NIS2 & CRA: What companies need to know now

The IT security world remains exciting! With the new NIS2 directive and the Cyber Resilience Act (CRA), companies are facing important changes. Those who prepare now will save themselves stress and potentially high costs later. Here is a detailed overview.

NIS2: An update for more security

The NIS2 directive is intended to help companies improve their IT security standards. It was originally due to come into force by March 2025, but delays suggest that it is more likely to be the end of 2025 or even 2026. Nevertheless, waiting is not a strategy. Getting to grips with the new requirements early on will help to avoid time pressure and unexpected costs.

What does NIS2 mean in concrete terms?

Improved cyber hygiene: Companies must ensure that basic IT security standards are adhered to in order to protect themselves against attacks.
Stronger security processes: Binding specifications for risk management and response plans in the event of security incidents are being introduced.
Supply chain control: responsibility for the security of IT service providers and suppliers is becoming increasingly relevant.

Companies with more than 50 employees or a turnover of more than 10 million euros should pay particular attention to this topic. IT security affects not only the company itself, but also partners and service providers.

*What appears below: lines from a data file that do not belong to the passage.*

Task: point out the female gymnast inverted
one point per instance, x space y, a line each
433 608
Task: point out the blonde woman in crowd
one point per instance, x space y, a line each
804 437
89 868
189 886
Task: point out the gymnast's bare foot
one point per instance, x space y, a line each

Being unprepared can result in high penalties.

Cyber Resilience Act: More security for digital products

The CRA has been in force since December 2024 and brings new requirements for networked products. From 2027, manufacturers must ensure that their software and hardware meet the highest security standards from the outset.

The most important aspects:

Security by Design: IT security must already be taken into account during the development of a product. Vulnerabilities should be avoided from the outset.
Security by default: Devices and software must be configured securely by default. Users should not have to activate security options themselves first.
Documentation (SBOM): A detailed list of all software components used (software bill of materials) must be created to ensure transparency and security control.
Reporting obligation: Manufacturers are obliged to report any security vulnerabilities discovered to the relevant authorities as quickly as possible.

These requirements are not mere bureaucracy, but a real benefit for IT security in Europe. Companies that manufacture IoT and connected products in particular should get to grips with the new requirements early on.

Why acting now is important

Compliance with NIS2 and CRA is not optional. Late implementation can not only increase security risks, but also result in high penalties. However, with early and structured preparation, implementation can be easily mastered.

Practical tips for preparation:

Review and adapt IT security strategy:** Existing processes should be regularly reviewed and optimised.
Establish asset management:** A detailed overview of IT systems and networks is essential for effective security measures.
Sensitise employees:** Training and awareness programmes help to strengthen IT security in the long term.
Review supplier and service provider obligations:** Security requirements should be integrated into contracts and audits.
Conduct regular security checks:** Tests and audits help to identify and rectify vulnerabilities at an early stage.

Conclusion: Take action now!

NIS2 and CRA are coming, and companies should not put them on the back burner. Addressing compliance and IT security at an early stage minimises risks, increases competitiveness and strengthens the trust of customers and partners.

Now is the right time to review processes, optimise IT security and prepare strategically for the new regulations. This will keep a company secure and well positioned for the future.